Tous ceux dont je m’approche se précipitent dans le silence, comme un papillon consumé s’abat vers la lumière. Ils entrent en décomposition contre la terre, le criant de la terre, le fumant, le putride. Ils viennent coller leur visage à la face du réel et blêmissent soudain de se sentir si faibles devant ce monde en feu…


T’écrire malgré tout depuis ce lieu muet… Prendre le temps de délier mes alphabets. D’ouvrir en grand les fenêtres de mes langages. D’arracher mes mots de leur gangue et d’accueillir l’étrange annonce d’un printemps dans cette nuit déserte…

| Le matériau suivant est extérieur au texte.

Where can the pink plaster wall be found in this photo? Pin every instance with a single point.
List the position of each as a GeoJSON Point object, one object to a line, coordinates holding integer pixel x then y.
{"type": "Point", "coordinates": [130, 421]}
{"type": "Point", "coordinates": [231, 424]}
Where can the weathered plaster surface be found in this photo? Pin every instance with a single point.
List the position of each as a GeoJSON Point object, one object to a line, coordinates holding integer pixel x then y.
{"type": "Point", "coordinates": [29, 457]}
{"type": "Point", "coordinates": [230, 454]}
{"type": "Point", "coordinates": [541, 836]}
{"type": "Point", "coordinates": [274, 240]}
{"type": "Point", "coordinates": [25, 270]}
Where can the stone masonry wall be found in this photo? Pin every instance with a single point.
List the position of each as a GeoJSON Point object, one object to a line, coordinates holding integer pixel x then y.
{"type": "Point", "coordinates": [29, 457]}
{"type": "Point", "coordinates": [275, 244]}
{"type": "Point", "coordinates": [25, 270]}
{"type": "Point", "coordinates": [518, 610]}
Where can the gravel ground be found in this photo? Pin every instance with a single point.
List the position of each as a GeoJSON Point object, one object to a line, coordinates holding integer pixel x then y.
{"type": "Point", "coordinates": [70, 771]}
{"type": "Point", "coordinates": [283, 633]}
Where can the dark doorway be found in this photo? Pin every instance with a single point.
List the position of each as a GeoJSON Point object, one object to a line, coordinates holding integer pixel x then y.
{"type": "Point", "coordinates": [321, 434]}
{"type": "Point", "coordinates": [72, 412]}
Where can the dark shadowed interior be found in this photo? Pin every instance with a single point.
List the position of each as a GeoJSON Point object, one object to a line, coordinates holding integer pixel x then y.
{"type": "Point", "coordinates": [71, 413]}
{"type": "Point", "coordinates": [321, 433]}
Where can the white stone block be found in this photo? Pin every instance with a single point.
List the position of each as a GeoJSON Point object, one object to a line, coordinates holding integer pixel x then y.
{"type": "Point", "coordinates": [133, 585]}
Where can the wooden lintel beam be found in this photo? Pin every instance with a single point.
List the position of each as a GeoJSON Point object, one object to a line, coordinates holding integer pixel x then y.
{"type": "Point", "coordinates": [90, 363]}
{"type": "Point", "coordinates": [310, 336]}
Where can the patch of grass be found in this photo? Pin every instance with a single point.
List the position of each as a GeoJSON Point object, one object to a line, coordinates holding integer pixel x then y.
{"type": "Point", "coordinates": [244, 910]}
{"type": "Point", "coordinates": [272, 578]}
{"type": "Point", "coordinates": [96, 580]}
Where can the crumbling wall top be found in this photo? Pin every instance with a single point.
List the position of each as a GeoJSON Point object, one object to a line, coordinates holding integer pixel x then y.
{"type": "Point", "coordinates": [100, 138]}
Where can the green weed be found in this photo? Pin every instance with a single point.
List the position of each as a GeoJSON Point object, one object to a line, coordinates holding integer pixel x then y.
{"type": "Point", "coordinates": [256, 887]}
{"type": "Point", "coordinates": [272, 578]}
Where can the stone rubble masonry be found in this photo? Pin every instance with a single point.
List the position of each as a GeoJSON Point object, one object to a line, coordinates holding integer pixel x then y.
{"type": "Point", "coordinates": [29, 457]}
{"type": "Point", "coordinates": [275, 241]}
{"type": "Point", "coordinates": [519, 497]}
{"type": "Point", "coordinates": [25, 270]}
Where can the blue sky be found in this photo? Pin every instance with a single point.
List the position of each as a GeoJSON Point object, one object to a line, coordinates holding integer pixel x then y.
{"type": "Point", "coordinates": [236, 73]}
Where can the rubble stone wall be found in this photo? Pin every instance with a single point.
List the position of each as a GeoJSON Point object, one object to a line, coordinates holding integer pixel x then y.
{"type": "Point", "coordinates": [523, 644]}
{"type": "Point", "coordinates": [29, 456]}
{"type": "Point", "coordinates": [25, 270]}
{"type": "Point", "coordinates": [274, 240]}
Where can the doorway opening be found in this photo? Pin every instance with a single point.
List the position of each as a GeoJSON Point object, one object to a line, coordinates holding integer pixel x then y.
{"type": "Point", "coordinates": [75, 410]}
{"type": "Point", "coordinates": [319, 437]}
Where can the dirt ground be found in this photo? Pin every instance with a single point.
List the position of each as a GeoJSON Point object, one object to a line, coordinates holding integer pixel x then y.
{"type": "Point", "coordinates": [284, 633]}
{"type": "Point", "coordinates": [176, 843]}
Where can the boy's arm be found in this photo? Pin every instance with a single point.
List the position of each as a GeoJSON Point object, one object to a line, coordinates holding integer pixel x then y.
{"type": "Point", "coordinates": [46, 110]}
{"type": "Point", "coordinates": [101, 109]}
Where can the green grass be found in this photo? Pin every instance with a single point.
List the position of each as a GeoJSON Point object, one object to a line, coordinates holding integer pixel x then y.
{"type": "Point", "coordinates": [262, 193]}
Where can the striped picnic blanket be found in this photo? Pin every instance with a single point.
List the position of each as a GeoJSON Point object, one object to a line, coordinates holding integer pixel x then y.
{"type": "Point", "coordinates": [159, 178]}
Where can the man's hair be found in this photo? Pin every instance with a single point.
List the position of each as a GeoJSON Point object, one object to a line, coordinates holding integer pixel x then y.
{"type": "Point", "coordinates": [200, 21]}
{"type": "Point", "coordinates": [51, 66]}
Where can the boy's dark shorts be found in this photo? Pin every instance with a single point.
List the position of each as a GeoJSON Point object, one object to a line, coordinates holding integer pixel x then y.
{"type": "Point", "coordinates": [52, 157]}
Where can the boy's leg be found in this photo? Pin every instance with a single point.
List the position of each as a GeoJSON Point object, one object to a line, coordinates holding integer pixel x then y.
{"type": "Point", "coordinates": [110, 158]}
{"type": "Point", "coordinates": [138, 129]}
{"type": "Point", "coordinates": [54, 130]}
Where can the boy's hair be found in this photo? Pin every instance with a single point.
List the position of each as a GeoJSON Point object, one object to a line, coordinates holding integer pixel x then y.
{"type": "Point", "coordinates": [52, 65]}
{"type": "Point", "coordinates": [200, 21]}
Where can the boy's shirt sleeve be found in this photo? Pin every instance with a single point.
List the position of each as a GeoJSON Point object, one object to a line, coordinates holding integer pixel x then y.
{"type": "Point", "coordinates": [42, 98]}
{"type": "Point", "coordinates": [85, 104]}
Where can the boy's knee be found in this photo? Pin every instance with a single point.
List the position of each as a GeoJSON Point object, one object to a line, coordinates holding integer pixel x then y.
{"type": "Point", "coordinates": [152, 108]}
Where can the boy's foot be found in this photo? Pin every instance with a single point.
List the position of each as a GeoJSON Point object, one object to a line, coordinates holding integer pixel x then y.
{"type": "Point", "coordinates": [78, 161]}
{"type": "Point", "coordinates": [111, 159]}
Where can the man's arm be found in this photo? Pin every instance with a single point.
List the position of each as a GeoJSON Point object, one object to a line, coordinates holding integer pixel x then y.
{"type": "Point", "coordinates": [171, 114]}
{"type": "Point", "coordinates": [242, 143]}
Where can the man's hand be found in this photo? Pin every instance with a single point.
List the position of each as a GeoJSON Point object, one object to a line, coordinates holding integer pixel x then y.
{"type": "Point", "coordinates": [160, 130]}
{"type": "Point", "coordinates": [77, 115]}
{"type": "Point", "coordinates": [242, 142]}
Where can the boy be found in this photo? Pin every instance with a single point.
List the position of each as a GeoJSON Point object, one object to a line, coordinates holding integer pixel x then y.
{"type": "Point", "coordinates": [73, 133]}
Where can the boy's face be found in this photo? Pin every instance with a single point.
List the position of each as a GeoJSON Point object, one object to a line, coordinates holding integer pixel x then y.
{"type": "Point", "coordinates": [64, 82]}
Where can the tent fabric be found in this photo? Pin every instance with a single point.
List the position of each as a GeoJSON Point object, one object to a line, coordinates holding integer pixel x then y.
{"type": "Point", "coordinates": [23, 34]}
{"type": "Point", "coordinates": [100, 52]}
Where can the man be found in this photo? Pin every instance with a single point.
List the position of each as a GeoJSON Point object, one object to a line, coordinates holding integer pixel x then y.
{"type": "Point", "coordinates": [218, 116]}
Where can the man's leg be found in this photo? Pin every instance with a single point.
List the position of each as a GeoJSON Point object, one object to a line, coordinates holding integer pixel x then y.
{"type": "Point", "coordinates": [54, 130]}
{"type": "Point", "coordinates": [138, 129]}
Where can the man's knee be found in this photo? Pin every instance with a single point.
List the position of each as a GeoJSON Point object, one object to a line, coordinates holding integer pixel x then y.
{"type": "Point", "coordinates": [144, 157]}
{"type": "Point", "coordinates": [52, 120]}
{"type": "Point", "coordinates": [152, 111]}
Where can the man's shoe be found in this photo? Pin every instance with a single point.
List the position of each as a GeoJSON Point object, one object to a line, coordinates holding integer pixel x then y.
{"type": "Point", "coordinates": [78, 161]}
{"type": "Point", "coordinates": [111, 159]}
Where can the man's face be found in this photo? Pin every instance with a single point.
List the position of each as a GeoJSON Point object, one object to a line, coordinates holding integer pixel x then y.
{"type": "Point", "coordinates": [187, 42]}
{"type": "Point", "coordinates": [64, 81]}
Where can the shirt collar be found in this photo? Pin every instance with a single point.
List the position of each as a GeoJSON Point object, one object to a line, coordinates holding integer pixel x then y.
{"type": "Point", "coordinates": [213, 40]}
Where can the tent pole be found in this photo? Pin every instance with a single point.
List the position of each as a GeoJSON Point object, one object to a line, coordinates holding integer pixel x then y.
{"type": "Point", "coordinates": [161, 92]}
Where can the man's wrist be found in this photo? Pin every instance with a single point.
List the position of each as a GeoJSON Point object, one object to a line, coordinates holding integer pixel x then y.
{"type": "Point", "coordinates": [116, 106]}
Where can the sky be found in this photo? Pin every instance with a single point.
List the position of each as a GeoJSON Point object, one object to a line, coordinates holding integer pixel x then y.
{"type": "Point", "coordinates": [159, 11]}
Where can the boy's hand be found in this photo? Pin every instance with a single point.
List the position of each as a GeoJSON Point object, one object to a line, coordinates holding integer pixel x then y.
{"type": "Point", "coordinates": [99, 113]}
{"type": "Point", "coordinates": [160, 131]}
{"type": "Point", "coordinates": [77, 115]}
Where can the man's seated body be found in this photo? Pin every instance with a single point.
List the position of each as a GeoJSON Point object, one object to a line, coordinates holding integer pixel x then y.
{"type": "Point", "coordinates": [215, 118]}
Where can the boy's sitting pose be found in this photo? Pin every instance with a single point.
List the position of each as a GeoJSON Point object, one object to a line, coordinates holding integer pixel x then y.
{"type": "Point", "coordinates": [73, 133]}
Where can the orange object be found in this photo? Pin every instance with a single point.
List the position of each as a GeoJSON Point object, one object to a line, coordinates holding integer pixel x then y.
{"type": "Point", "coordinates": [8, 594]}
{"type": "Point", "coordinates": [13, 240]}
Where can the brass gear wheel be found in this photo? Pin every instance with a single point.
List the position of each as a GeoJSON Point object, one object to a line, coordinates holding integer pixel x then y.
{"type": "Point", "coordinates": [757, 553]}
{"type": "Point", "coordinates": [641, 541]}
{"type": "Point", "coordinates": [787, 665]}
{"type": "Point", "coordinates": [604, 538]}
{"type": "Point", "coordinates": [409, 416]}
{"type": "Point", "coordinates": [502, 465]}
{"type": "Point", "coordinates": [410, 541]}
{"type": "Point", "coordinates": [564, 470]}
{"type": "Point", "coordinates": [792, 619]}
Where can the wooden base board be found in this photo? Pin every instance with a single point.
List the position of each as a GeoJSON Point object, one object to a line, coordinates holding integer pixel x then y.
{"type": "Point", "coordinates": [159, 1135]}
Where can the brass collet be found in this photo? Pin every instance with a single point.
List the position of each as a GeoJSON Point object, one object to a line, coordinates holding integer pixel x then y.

Le silence, c’est le temps du veilleur. Le temps de celui qui ne s’enfuira pas dans ces heures nocturnes. Qui poursuivra son chant quand tout se sera tu. C’est le temps de la présence. Celui de la promesse. Le prélude feutré d’une résurrection. Peut-être … Mais cette résurrection frémissante n’est pas dans les tombeaux, ni même dans la mémoire. Elle est vibrante sous la chair. Profondément déposée dans le terreau de nos vies comme un rhizome de notre humanité. Elle est à l’œuvre bien avant que la mort se mette au travail. Toujours entêtée dans son ardeur du vivant. Sachant dans le silence, que c’est la vie qui entre par effraction dans nos vies. Jamais la mort.